Aussie F1 star Daniel Ricciardo has revealed the message etched on his helmet, which had some speculating he was hitting out at critics as a result of speculation over his spot at McLaren.
Ricciardo has been the centre of speculation recently with plenty suggesting he might not see out his contact wth McLaren till the end of 2023 after a tough season to date.
The Aussie suffered yet another disaster at the Monaco GP when he finished 13th and outside of the points.
This was compounded after crashing in qualifying and starting back at 14th on the grid in a race famously hard for overtaking.
Teammate Lando Norris has garnered 48 of McLaren's 59 points in 2022 in a season rapidly slipping away from the Australian.
In Monaco, McLaren CEO Zak Brown's comments raised eyebrows on Ricciardo's future.
The McLaren boss said they weren't thrilled with Ricciardo's performances and hinted at his contract, which might have a get-out clause in place if results don't follow.

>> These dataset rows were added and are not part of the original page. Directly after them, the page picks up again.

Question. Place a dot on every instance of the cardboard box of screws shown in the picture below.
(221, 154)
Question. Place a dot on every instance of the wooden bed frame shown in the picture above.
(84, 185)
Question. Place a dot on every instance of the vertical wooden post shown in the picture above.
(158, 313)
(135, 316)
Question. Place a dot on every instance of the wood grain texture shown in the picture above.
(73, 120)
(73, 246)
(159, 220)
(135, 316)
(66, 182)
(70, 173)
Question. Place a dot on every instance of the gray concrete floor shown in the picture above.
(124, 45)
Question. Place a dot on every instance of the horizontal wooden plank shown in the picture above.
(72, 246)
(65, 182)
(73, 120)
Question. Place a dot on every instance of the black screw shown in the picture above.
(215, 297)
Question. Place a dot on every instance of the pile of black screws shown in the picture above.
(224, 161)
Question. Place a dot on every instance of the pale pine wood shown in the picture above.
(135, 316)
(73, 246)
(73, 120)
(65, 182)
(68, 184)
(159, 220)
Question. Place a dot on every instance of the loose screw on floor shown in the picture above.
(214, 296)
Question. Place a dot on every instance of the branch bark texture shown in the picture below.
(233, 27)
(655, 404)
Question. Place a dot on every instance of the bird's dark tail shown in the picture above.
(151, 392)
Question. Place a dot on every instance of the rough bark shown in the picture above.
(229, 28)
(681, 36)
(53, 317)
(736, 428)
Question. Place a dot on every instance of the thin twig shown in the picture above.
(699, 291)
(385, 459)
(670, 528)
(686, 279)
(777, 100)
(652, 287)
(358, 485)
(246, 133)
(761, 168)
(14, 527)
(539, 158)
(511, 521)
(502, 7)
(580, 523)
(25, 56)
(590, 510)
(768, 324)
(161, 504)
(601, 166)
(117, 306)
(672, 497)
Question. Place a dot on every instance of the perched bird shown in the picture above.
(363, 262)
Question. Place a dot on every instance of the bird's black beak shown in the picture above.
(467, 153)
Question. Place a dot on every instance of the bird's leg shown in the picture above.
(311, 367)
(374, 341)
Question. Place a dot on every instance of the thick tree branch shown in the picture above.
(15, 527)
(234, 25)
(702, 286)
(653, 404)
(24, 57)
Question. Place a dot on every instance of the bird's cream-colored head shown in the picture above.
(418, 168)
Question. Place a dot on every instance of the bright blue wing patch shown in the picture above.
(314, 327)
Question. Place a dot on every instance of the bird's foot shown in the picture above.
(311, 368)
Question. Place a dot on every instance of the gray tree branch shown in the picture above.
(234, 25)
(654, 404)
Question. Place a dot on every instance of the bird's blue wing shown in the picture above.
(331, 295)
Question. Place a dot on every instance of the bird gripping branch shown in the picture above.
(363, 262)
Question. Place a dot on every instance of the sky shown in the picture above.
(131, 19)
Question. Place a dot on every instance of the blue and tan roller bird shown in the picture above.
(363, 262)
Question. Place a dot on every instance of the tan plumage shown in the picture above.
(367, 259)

And Ricciardo also raised eyebrows when he raced with the acronym 'FEL' scribbled on his helmet.
This stands for 'F**k em all'.
Did anyone else notice the letters "FEA" ("fuck 'em all") written on Ricciardo's helmet today?
Is that.. allowed on the F1 broadcast? 😅 pic.twitter.com/MpZoZxZ0ao
— Lucy 🏁 (@LastLapLucy) May 28, 2022
Daniel Ricciardo clarifies 'FEA' acronym on F1 helmet
However, following the Monaco GP, Ricciardo has clarified that this was not a new addition to his helmet.

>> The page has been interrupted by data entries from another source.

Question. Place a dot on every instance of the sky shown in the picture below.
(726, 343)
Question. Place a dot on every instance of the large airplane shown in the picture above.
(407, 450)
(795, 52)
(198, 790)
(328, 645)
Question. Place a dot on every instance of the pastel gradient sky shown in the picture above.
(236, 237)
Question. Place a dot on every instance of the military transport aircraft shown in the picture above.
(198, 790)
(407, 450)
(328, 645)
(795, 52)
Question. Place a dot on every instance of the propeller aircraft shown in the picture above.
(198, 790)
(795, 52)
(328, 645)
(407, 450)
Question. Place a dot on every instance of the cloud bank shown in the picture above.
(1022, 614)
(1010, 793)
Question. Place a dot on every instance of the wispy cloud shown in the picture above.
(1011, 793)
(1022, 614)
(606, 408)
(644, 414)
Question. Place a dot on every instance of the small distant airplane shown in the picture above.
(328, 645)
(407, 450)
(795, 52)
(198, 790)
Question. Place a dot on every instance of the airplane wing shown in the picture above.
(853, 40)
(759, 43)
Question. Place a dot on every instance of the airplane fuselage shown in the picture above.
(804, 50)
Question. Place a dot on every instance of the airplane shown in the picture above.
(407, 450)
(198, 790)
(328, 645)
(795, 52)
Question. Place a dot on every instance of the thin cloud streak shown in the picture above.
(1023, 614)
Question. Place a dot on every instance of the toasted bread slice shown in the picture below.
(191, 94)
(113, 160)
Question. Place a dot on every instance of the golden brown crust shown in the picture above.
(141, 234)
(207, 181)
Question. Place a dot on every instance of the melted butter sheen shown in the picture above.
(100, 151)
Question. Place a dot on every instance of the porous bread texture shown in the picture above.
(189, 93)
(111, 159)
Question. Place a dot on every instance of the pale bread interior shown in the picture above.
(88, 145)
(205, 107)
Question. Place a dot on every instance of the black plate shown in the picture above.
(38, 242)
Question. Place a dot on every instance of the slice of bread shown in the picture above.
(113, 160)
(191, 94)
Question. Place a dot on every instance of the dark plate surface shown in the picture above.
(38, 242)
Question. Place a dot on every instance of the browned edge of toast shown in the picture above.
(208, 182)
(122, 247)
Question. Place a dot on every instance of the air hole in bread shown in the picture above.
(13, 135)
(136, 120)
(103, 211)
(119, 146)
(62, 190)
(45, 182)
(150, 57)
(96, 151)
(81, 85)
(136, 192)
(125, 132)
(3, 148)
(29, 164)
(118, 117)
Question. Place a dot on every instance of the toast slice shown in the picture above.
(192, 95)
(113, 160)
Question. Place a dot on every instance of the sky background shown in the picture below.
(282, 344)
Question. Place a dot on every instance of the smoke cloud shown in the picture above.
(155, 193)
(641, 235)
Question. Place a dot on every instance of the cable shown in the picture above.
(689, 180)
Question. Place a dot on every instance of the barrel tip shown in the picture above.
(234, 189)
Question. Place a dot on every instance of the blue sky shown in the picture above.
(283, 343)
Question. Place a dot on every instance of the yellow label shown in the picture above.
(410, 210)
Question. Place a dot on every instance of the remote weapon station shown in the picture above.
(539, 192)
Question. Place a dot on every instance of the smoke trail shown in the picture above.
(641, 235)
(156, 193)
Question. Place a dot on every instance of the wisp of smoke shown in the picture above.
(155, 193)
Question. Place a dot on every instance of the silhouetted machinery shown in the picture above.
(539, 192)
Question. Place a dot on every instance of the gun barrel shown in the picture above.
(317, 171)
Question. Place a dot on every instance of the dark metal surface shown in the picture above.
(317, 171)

Ad he also suggested it wasn't directed at anyone specific.
“I put it on my helmet in 2018 [his last year with Red Bull] as well,” Ricciardo told F1i.com.

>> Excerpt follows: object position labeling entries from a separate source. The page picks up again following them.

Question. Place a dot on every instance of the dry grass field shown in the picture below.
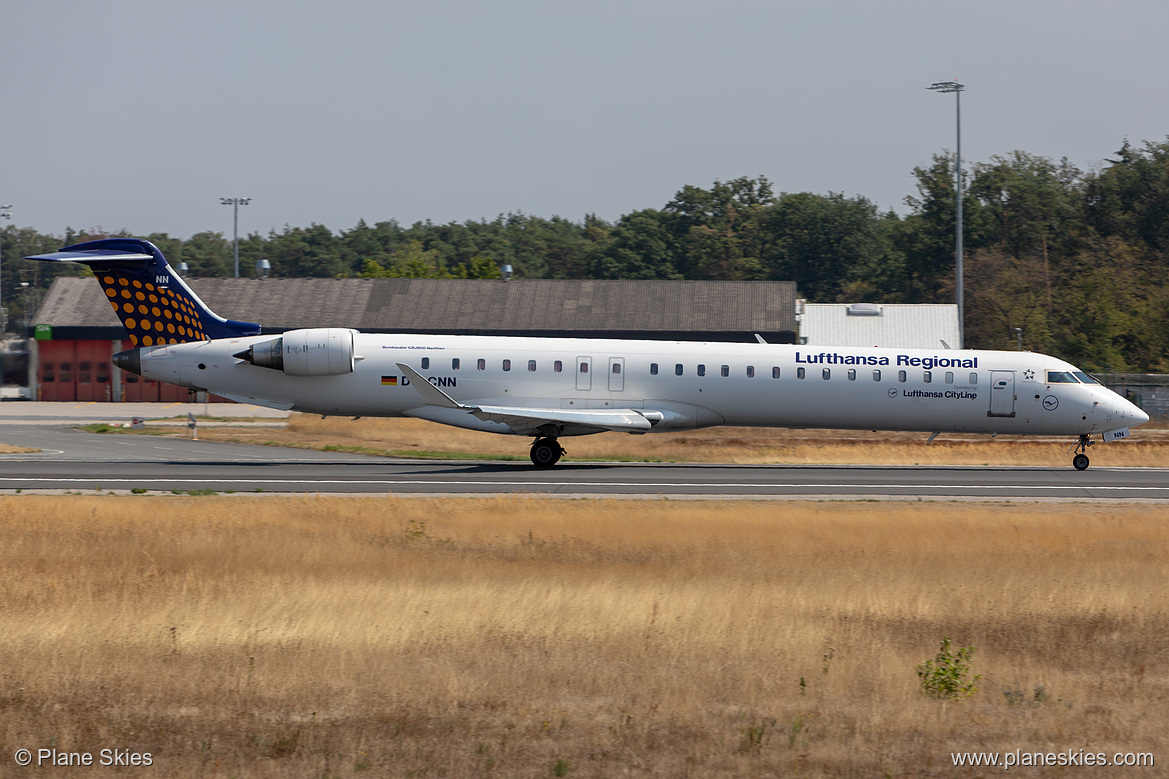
(415, 438)
(315, 636)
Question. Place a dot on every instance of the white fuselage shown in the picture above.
(694, 384)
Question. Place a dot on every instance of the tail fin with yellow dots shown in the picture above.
(154, 304)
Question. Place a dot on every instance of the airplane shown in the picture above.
(548, 388)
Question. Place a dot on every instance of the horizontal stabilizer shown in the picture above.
(88, 256)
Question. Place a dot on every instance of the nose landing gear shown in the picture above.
(1080, 461)
(545, 453)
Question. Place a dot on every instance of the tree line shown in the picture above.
(1077, 259)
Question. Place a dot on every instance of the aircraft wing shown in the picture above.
(523, 419)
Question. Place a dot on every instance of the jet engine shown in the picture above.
(313, 351)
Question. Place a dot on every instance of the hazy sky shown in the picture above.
(143, 114)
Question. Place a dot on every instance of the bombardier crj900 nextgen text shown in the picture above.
(553, 387)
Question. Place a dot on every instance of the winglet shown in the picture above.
(431, 395)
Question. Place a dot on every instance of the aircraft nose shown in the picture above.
(1139, 415)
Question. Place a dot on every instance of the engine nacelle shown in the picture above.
(313, 351)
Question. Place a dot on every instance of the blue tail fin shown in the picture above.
(154, 304)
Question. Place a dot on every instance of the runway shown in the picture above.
(74, 460)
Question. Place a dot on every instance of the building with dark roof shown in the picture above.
(77, 331)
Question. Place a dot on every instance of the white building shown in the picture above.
(908, 325)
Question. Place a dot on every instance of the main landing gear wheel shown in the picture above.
(1080, 461)
(545, 453)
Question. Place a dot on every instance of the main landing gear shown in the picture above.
(545, 453)
(1080, 461)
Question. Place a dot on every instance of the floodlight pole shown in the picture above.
(5, 213)
(947, 87)
(235, 202)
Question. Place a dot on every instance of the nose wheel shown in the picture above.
(545, 453)
(1080, 461)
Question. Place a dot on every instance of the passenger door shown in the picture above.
(583, 373)
(1002, 393)
(616, 373)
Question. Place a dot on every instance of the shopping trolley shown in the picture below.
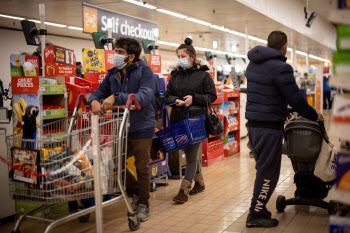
(59, 166)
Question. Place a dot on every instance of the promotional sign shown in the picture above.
(153, 61)
(95, 20)
(94, 60)
(95, 77)
(25, 160)
(25, 85)
(59, 61)
(109, 59)
(24, 65)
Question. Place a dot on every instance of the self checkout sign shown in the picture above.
(95, 20)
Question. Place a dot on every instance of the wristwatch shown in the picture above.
(116, 96)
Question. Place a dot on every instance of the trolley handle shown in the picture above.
(81, 98)
(132, 99)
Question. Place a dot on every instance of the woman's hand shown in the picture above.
(188, 100)
(179, 103)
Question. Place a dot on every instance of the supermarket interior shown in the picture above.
(67, 155)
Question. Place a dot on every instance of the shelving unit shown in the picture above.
(232, 137)
(212, 148)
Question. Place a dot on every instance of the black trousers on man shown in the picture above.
(267, 149)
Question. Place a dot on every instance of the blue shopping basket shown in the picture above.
(183, 133)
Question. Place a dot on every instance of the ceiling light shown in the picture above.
(56, 24)
(319, 58)
(35, 21)
(198, 21)
(301, 53)
(236, 33)
(11, 17)
(145, 4)
(75, 28)
(220, 28)
(50, 24)
(257, 39)
(172, 13)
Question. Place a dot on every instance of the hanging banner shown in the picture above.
(95, 20)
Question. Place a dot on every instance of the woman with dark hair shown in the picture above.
(190, 86)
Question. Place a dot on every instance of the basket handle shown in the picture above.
(132, 99)
(165, 109)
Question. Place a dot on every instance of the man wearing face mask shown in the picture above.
(271, 88)
(120, 81)
(79, 70)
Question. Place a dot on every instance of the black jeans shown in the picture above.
(267, 150)
(327, 98)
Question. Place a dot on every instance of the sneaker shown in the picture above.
(143, 213)
(261, 221)
(267, 214)
(134, 203)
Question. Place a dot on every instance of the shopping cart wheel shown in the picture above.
(133, 226)
(84, 219)
(280, 205)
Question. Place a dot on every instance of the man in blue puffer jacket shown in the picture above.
(120, 81)
(271, 87)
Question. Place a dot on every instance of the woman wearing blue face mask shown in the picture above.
(189, 86)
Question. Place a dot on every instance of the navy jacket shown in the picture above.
(141, 121)
(271, 87)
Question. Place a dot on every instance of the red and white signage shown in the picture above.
(25, 85)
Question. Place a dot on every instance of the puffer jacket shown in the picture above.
(271, 87)
(194, 81)
(141, 121)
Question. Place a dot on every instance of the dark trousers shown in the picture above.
(267, 150)
(141, 148)
(327, 98)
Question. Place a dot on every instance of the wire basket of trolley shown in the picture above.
(75, 158)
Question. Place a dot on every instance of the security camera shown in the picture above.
(311, 19)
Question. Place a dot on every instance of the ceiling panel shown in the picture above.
(228, 13)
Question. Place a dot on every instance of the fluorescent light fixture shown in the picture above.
(11, 17)
(198, 21)
(220, 28)
(141, 4)
(109, 23)
(257, 39)
(236, 33)
(319, 58)
(156, 32)
(56, 24)
(300, 53)
(172, 13)
(75, 28)
(35, 21)
(215, 44)
(50, 24)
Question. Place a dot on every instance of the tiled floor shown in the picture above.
(222, 207)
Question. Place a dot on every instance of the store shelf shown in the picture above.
(53, 114)
(341, 196)
(233, 128)
(211, 136)
(233, 111)
(218, 101)
(52, 89)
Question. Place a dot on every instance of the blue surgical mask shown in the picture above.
(184, 63)
(119, 61)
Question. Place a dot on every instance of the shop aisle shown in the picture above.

“I like to use acronyms to pump me up. It’s honestly not directed at anyone, it’s something that I’ve said for a few years, and it just kind of gets me in my happy place."
“So it reminds me to channel in and get into the zone.”
Ricciardo also signalled his intention to ignore the criticism and bounce back at the Azerbaijan GP this weekend.
And before this week's GP, McLaren team boss Andreas Seidl has jumped to the defence of Ricciardo.
Siedl said some of the reasons for Ricciardo's struggles were ongoing issues with the car, as well as an overly aggressive FP2 setup that contributed to the ill-timed off into the barriers.
“In general, Daniel says it himself, he still doesn‘t feel 100 per cent with the car, especially when it’s about pushing it to the absolute limit in qualifying,” Seidl said.
“He‘s up against a very strong teammate as well, with Lando, and if you put both things together, that’s the gap we are sometimes seeing.
“Barcelona, in the race, it was simply not possible for Daniel to do a better pace [than 12th]. That‘s something we had to analyse after the race, which we did.
“We found an issue on the car which gave us an explanation, which was important, then we learned from that.”